È strano come tanti facciano finta di non aver capito le parole, inequivoche, di Mario Draghi nella sua conferenza stampa di fine anno. E allora riproponiamole ai distratti. Il presidente del Consiglio si è detto disponibile ad essere eletto al Quirinale. Dopo che per mesi partiti e opinionisti avevano sostenuto che era il presidente del Consiglio a doversi pronunciare sul suo eventuale trasloco al Colle, ora che ha rotto il silenzio, fingono di non aver capito.

Draghi è in campo, e manca solo un leader di partito che lo candidi formalmente. Se Enrico Letta, il più favorevole tra tutti i segretari a questa ipotesi, prendesse una iniziativa in tal senso porrebbe il Pd alla testa dello schieramento pro-Draghi. Con tutti i benefit politici che ne deriverebbero.

Nessuno è insostituibile

Il fuoco di sbarramento di chi dice meglio lasciarlo a palazzo Chigi elude il secondo elemento chiarificatore emerso dalle parole del presidente del Consiglio: nessuno è insostituibile, e altri posso tranquillamente assumere la guida dell’esecutivo. Ad una condizione, però. E qui viene la terza precisazione fatta da Draghi: che la maggioranza per eleggere il capo dello Stato coincida, come minimo, con il perimetro dell’attuale coalizione di governo.

Nel caso invece la coalizione si spaccasse non avrebbe senso riproporla il giorno dopo, facendo finta che non sia successo niente. Non è mai accaduto che un presidente della Repubblica sia stato eletto rompendo la maggioranza senza conseguenze per la stabilità dell’esecutivo: nell’unico caso in cui il governo si divise, nel 1971, quando Giovanni Leone venne portato al Quirinale dai voti democristiani, liberali e missini contro socialisti e repubblicani, la coalizione di centro-sinistra andò in frantumi causando elezioni anticipate (e poi una nuova formula di governo).

Altri sette anni

Quindi, non ci può essere continuità governativa se non c’è accordo su chi portare al Colle. Tutti quelli che insistono affinché Draghi rimanga a palazzo Chigi dovrebbero anche indicare quale nome qurinalizio può rappresentare la stessa maggioranza. Perché in caso contrario, con una elezione divisiva, cade il governo e la risorsa Draghi è definitivamente persa per l’Italia: è lunare pensare che l’attuale presidente del Consiglio si acconci a continuare a governare dopo che la sua maggioranza è andata in pezzi, sconfessando l’auspicio di compattezza che aveva formulato.

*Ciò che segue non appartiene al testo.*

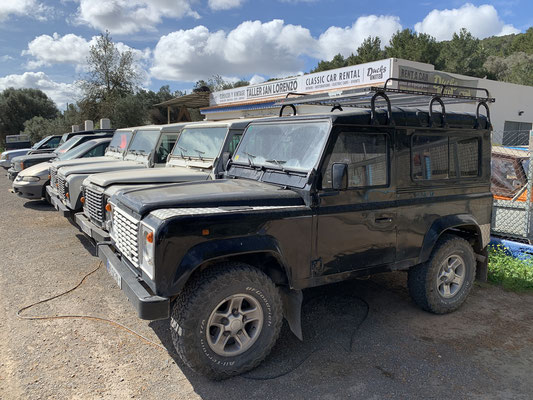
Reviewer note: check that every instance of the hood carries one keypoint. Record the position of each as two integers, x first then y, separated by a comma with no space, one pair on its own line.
96,168
40,169
79,161
35,158
218,193
152,175
16,152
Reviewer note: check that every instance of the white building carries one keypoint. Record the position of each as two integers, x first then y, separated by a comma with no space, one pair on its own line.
511,113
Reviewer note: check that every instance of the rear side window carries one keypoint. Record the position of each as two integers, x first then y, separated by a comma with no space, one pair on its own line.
444,157
366,156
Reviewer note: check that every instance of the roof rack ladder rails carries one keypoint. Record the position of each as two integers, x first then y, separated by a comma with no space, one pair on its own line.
373,119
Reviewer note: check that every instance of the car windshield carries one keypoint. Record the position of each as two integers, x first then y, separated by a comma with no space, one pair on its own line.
200,142
39,143
120,141
77,151
283,145
67,145
143,142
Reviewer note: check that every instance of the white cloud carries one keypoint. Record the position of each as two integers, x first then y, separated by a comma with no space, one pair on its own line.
346,40
47,50
26,8
60,93
224,4
482,21
266,48
256,79
129,16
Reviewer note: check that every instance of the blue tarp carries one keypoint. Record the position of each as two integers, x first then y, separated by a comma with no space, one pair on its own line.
518,250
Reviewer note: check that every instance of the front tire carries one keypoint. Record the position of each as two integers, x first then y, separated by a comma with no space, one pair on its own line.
226,320
442,284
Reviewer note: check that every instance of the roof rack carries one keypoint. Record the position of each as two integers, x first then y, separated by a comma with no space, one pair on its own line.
403,92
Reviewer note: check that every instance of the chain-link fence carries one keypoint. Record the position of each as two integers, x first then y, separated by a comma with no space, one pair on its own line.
512,181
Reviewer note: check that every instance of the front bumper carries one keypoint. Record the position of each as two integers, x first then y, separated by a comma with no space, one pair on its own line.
90,229
12,174
58,204
148,305
29,190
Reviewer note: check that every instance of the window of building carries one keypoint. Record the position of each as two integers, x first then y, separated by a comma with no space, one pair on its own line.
366,156
516,133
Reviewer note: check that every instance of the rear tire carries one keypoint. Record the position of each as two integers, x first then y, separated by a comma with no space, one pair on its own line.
226,320
442,284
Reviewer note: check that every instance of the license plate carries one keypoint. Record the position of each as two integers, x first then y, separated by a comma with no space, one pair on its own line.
85,228
113,272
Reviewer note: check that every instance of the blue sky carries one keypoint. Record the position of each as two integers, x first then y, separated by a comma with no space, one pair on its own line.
44,43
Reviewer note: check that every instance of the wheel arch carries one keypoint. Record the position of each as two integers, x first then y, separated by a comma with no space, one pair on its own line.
463,225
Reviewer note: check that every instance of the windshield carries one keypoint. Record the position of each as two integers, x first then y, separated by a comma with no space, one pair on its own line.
39,143
283,145
76,152
143,142
200,142
67,145
120,141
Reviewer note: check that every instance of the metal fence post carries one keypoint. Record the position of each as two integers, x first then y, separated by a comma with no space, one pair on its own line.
529,188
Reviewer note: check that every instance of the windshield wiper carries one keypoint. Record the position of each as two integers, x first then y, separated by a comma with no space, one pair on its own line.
199,153
250,157
279,163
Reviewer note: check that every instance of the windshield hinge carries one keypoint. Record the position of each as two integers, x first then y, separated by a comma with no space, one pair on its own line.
317,267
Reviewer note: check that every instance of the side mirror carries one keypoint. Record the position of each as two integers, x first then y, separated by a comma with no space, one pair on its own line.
339,176
225,159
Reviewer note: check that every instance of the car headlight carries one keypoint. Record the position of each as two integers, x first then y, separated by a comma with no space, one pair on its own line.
31,179
146,250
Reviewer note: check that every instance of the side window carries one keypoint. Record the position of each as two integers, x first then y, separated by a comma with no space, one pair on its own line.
167,143
366,156
430,157
234,143
444,157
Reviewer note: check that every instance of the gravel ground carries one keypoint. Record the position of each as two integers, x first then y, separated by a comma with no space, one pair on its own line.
364,339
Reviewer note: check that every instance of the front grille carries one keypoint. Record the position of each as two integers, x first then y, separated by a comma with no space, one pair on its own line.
61,187
126,233
94,205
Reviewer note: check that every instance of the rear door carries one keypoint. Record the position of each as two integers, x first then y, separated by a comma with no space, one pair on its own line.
357,227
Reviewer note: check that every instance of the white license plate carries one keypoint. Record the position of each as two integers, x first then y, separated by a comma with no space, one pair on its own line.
113,272
85,228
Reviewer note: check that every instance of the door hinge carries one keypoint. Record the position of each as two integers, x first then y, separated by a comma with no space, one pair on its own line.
317,268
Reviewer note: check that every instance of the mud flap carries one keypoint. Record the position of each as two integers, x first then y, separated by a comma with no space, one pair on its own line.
292,309
482,265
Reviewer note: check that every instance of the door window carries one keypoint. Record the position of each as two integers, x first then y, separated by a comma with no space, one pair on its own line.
366,156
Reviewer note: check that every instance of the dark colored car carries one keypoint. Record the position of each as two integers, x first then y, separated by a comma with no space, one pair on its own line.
22,162
307,201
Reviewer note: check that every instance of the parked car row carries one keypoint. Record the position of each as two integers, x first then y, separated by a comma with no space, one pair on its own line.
220,226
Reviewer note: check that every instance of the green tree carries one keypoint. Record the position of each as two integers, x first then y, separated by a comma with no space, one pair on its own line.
463,55
516,68
409,45
20,105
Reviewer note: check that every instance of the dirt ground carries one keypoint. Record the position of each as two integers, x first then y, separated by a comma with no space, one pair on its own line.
364,339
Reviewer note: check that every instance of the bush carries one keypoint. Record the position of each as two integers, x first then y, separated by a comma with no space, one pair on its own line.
509,272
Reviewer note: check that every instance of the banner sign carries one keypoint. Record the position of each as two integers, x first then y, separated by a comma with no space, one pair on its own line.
368,74
435,77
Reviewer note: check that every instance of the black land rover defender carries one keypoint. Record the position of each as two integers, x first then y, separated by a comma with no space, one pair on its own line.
307,201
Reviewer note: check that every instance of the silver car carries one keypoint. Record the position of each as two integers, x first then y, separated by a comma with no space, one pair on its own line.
31,182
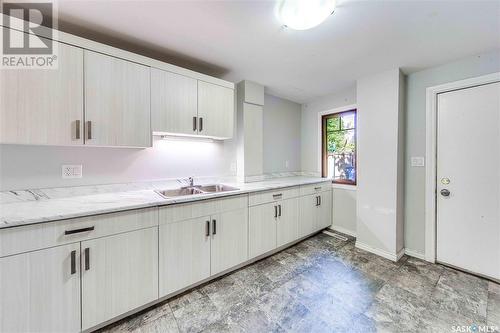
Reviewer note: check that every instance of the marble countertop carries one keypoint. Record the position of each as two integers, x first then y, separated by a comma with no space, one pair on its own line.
13,214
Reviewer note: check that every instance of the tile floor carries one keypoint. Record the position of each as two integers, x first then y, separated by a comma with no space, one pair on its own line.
326,285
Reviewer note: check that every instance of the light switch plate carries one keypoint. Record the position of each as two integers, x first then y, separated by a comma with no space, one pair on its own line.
417,161
71,171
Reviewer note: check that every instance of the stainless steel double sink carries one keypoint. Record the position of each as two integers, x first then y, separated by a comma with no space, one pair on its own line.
196,189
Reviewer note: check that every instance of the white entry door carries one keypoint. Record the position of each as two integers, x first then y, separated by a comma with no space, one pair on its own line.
468,179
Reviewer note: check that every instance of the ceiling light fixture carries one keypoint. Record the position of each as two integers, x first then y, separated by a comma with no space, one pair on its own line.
303,14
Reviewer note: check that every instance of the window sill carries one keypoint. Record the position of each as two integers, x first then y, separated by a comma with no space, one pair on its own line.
345,186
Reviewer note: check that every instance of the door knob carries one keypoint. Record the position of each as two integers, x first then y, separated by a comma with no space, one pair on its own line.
445,193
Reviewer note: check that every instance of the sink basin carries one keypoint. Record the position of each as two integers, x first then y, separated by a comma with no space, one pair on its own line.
198,189
217,188
180,192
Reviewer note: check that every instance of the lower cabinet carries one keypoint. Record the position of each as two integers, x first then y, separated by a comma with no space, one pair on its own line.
272,225
119,274
229,245
40,290
184,253
191,250
315,212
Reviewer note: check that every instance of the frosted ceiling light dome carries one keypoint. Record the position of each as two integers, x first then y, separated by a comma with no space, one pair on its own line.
303,14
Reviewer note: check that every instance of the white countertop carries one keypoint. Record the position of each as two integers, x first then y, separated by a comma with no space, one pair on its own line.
29,212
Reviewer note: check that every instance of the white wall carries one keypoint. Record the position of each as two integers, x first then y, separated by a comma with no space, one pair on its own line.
23,167
309,125
379,216
344,210
417,83
281,135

Va invece garantita la sua presenza al vertice delle istituzioni per altri sette anni; anche perché il suo governo rimarrebbe esposto alla volubilità di una maggioranza politicamente troppo eterogenea per durare ancora a lungo, dopo che Sergio Mattarella, l’ispiratore di tale accordo, avrà abbandonato il Quirinale. 

Spetta ai leader più responsabili fare un passo in questa direzione. E quindi Enrico Letta dovrebbe formalizzare l’invito a nominare fin dal primo turno Mario Draghi, dimostrando all’Europa e ai mercati quanto è importante per il paese. E anche la destra dovrebbe finirla di giocare con il nome dell’ex Cavaliere e muoversi in maniera più costruttiva.